You are viewing a plain text version of this content. The canonical link for it is here.

Posted to dev@spark.apache.org by Josh Rosen <jo...@databricks.com> on 2015/12/30 21:52:29 UTC

New processes / tools for changing dependencies in Spark

I just merged https://github.com/apache/spark/pull/10461, a PR that adds
new automated tooling to help us reason about dependency changes in Spark.
Here's a summary of the changes:

   - The dev/run-tests script (used in the SBT Jenkins builds and for
   testing Spark pull requests) now generates a file which contains Spark's
   resolved runtime classpath for each Hadoop profile, then compares that file
   to a copy which is checked into the repository.

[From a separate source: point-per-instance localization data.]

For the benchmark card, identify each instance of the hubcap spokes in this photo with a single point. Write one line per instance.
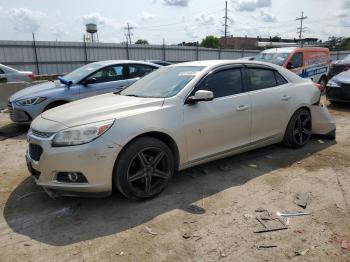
(148, 170)
(302, 129)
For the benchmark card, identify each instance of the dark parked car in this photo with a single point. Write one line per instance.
(339, 66)
(338, 88)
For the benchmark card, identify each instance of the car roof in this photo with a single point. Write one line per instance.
(112, 62)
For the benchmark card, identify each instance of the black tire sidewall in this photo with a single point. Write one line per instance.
(123, 162)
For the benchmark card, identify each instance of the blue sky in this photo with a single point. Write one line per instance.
(173, 20)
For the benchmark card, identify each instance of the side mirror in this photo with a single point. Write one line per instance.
(89, 81)
(290, 66)
(200, 95)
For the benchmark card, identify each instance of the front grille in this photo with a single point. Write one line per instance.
(40, 134)
(35, 152)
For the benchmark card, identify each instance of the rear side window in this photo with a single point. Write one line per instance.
(280, 79)
(297, 60)
(139, 70)
(223, 83)
(259, 78)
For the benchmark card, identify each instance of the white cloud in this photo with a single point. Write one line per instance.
(24, 19)
(251, 5)
(176, 2)
(266, 17)
(203, 19)
(146, 16)
(95, 18)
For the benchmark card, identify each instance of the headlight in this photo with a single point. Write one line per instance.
(332, 83)
(83, 134)
(30, 101)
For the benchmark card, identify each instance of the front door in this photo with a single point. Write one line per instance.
(220, 125)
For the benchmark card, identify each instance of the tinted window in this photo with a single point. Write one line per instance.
(280, 79)
(223, 83)
(261, 78)
(297, 60)
(108, 74)
(139, 70)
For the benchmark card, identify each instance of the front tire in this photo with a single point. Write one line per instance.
(299, 128)
(144, 168)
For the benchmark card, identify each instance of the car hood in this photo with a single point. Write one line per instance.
(43, 89)
(100, 108)
(343, 77)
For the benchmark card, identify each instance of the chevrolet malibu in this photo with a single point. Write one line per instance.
(89, 80)
(176, 117)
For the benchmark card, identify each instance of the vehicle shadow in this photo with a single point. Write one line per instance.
(30, 212)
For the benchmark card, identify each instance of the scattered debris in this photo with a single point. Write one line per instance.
(302, 253)
(194, 209)
(302, 199)
(186, 235)
(266, 246)
(270, 223)
(296, 214)
(150, 231)
(345, 244)
(248, 216)
(260, 210)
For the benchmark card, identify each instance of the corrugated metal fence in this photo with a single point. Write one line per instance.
(44, 57)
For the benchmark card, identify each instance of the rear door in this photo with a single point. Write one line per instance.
(272, 99)
(108, 79)
(217, 126)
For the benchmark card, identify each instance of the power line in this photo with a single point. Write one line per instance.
(128, 33)
(301, 29)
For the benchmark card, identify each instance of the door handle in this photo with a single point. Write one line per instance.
(285, 98)
(242, 108)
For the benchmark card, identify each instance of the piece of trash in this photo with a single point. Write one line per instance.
(248, 216)
(266, 246)
(302, 253)
(260, 209)
(301, 199)
(194, 209)
(296, 214)
(150, 231)
(344, 244)
(186, 235)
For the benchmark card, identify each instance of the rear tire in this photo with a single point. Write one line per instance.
(144, 168)
(299, 128)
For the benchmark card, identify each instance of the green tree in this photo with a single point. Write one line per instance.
(141, 42)
(210, 41)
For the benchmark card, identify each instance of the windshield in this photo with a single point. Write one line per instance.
(81, 72)
(275, 58)
(165, 82)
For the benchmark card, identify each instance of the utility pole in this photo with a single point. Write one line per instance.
(225, 25)
(301, 29)
(128, 34)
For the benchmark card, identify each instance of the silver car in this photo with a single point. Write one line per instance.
(89, 80)
(8, 74)
(176, 117)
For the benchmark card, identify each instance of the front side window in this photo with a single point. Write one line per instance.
(261, 78)
(164, 82)
(223, 83)
(297, 60)
(108, 74)
(139, 70)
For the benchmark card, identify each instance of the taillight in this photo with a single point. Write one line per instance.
(32, 76)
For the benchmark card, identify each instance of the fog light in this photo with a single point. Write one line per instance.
(71, 177)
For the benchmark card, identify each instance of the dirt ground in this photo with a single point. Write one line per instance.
(206, 214)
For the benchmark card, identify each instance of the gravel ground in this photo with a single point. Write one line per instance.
(206, 214)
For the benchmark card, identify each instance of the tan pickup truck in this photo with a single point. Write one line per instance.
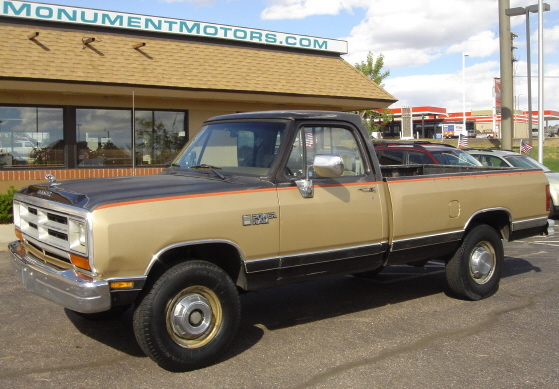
(254, 201)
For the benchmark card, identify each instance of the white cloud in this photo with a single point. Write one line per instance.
(430, 27)
(197, 3)
(445, 90)
(414, 34)
(299, 9)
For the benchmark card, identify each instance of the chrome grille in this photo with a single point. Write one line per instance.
(54, 228)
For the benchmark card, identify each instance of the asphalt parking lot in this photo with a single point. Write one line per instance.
(399, 331)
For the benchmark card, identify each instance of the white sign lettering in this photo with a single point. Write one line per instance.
(75, 15)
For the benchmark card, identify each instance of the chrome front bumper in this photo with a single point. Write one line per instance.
(62, 287)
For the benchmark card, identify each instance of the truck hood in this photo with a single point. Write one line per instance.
(92, 193)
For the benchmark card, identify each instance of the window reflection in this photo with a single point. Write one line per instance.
(104, 137)
(31, 136)
(159, 136)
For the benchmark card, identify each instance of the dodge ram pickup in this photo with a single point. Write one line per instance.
(259, 200)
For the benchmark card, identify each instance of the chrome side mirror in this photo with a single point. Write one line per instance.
(324, 165)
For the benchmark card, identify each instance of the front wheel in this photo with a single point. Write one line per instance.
(189, 317)
(474, 271)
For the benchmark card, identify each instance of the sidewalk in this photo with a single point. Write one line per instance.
(6, 236)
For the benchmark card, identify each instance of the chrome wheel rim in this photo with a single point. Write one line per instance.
(482, 262)
(194, 317)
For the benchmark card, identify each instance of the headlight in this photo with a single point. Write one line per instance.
(78, 235)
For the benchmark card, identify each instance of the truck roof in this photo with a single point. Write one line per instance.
(292, 115)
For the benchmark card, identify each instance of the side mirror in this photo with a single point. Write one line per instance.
(324, 165)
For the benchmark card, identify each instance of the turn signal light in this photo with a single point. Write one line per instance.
(121, 285)
(81, 262)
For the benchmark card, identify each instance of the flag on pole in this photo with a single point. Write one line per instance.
(525, 147)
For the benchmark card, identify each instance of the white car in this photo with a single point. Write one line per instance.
(506, 158)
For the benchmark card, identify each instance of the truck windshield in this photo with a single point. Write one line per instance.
(238, 148)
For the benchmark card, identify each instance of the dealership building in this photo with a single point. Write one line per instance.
(92, 93)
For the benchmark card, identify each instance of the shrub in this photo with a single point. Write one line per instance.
(6, 206)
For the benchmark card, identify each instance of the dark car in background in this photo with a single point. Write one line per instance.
(422, 152)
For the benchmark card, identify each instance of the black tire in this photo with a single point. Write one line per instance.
(474, 272)
(189, 317)
(113, 313)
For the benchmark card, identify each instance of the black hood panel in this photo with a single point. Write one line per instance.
(92, 193)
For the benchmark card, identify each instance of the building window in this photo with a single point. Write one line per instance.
(69, 137)
(159, 136)
(104, 137)
(31, 137)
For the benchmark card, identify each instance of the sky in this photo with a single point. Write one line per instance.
(423, 42)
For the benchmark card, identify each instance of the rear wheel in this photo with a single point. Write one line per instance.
(474, 271)
(189, 317)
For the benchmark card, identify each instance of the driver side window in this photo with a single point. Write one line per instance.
(312, 141)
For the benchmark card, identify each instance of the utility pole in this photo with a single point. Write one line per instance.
(505, 43)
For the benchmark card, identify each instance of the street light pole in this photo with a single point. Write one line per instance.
(535, 8)
(505, 57)
(464, 55)
(540, 81)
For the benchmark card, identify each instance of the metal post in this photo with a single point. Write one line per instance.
(464, 55)
(505, 40)
(540, 82)
(529, 71)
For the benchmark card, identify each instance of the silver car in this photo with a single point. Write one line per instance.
(506, 158)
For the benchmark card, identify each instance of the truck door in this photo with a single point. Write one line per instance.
(342, 228)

These dependency lists are
   found at https://github.com/apache/spark/tree/master/dev/deps; there is
   a separate list for each Hadoop profile.

   - If a pull request changes dependencies without updating these manifest
   files, our test script will fail the build
   <https://github.com/apache/spark/pull/10461#issuecomment-168066328> and
   the build console output will list the dependency diff
   <https://amplab.cs.berkeley.edu/jenkins/job/SparkPullRequestBuilder/48505/consoleFull>
   .

   - If you are intentionally changing dependencies, run
./dev/test-dependencies.sh
   --replace-manifest to re-generate these dependency manifests then commit
   the changed files and include them with your pull request.

The goal of this change is to make it simpler to reason about build
changes: it should now be much easier to verify whether dependency
exclusions worked properly or determine whether transitive dependencies
changed in a way that affects the final classpath.

Let me know if you have any questions about this change and, as always,
feel free to submit pull requests if you would like to make any
enhancements to this script.

Thanks,
Josh